Surprisingly, Walgreens has a few new tricks up its sleeve. In fact, there are two major new-world developments in the works.
- Walgreens is poised to become the first retailer to fulfill product orders directly to consumers’ residences by means of airborne drones. Not many retail observers would have predicted that Walgreens would be first off the ground with that capability.
- Secondly, Walgreens will soon start to offer a range of Kroger’s successful private brands for sale in its stores. This is a highly unusual arrangement given that Kroger and Walgreens are to some degree competitors for shoppers’ food dollars.
Let’s take a closer look at these developments, starting with the drones. The drone project is a collaboration between Walgreens and Wing Aviation. Walgreens will supply the product, Wing the aircraft. Wing is an Alphabet company (Google), and is the first drone operator to be certified as an air carrier by the Federal Aviation Administration.
Deliveries will start in upcoming weeks in Christiansburg, VA, which is fewer than 10 miles, as the drone flies, from Virginia Tech where Wing has been developing flight capabilities. It’s a town of about 20,000 residents who live chiefly in single-family houses, many in close proximity. That makes it a pretty good place to pilot the drone project.
Customers interested in drone delivery must sign up for the program. Product orders will be placed by selecting a range of more than 100 SKUs, or six “convenience packs” of themed product such as baby, cough and cold, kids, allergy and so on, from the Wing app. It’s expected that orders will be fulfilled within minutes of order placement. Imagine what this can do to serve mothers with sick children, people with disabilities and elder care customers who have limited mobility. Prescriptions won’t be fulfilled by airborne means. This is a major experiment and if it’s successful, it will accelerate drone deliveries — by quite a few companies.
The Kroger Connection
In the meanwhile, here’s a look at the Walgreens-Kroger product experiment. Walgreens and Kroger will soon offer a sizable selection of Kroger’s private brands at 35 Walgreens stores in the Knoxville, TN area. Mirroring that offer, a selection of Walgreens’ private brand health and beauty products will be offered at 17 Kroger supermarkets in the area.
This arrangement is especially dramatic for Walgreens because in some locations it will include fresh meat, produce and frozens along with the expected range of shelf-stable products. In all, more than 2,000 grocery items will be available at some Walgreens locations. Additionally, at some locations, customers will be able to pick up orders placed online with Kroger at Walgreens’ curbside area.
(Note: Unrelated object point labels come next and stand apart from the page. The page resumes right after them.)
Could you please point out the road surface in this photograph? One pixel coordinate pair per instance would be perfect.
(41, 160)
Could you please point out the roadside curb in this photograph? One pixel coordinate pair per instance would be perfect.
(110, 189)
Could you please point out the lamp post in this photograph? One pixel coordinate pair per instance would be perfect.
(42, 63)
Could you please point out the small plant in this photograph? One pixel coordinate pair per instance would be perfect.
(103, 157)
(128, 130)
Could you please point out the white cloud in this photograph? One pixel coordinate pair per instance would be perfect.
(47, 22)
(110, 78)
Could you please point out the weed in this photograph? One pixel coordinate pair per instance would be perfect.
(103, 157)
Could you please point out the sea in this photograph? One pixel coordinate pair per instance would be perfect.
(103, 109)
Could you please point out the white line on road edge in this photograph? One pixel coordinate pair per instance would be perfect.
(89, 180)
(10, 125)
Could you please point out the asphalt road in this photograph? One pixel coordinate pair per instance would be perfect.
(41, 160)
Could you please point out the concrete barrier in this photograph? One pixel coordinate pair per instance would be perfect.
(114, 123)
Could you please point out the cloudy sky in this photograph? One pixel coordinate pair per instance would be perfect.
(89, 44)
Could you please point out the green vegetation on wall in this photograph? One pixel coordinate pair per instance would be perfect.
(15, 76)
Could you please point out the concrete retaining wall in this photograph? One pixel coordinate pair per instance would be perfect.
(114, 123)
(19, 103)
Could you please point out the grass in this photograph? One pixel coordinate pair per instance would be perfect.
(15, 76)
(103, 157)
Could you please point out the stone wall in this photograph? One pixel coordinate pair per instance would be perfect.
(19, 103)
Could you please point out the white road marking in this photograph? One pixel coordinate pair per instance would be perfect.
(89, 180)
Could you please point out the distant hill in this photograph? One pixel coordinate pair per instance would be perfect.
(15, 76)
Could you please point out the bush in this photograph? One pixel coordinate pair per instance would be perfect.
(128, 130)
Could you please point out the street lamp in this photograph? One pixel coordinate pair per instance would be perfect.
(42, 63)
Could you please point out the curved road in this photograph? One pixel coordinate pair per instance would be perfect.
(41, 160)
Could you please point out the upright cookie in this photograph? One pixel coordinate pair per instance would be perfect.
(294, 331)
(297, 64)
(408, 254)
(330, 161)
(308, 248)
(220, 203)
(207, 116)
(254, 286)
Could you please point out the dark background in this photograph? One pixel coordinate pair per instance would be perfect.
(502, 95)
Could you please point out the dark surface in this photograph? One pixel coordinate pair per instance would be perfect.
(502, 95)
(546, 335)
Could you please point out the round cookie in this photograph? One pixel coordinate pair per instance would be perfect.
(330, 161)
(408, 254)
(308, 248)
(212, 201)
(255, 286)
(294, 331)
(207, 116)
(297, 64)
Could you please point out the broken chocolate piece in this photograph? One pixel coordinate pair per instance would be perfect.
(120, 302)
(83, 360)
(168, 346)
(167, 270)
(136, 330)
This obviously puts Walgreens fully into the food-retailing business. The Walgreens stores probably won’t offer enough product to become the sole food-shopping destination for most food shoppers, yet it will be useful to many for fill-in purchases on occasions when a full supermarket trip isn’t warranted.
In effect, Walgreens will become a small supermarket.
As for Kroger, it could be argued that it will cannibalize its own foot traffic by propping up the food selection at Walgreens, and doubtless that will happen to some degree. Yet, it might prove to be worth the risk by placing the Kroger name and product selection in front of many additional customers and getting them familiar with the products. The same benefit is possible for Walgreens through placement of its products in Kroger stores.
Moreover, the Tennessee experiment enlarges a small pilot project with a few of the same features that has run for nearly a year in northern Kentucky, so one can assume it’s working out for all concerned.
The Bigger Picture
Finally, what does this all mean for other forms of retailing? Most important is that it shows that large-scale heritage companies can change up their models and use radical thinking to remain relevant and competitive. After all, Walgreens is the quintessential heritage company. It’s more than 100 years old with nearly 9,600 stores in the 50 states, not to mention its global presence by way of the Walgreens Boots Alliance. Age aside, we see Walgreens tinkering with drones and making major changes in its product alignment by way of the Kroger partnership.
Similarly, Kroger is a large-scale heritage company that’s also more than 100 years old. It has around 3,000 stores, most of them full-line supermarkets. Indeed, Kroger is the largest supermarket operator in the nation. But none of that weight is preventing it from being nimble enough to realign for the future.
The advantage both these companies has is pretty deep pockets and a lot of expertise and vision. But they’re not the only heritage companies with those attributes. Both brands are good examples of reinvention and re-engineering to meet the needs of customers that demand convenience, innovation and personalized services. Those mandates work across all retail categories and leadership should take a page from Kroger’s and Walgreens’ playbook to anticipate market shifts and customer needs.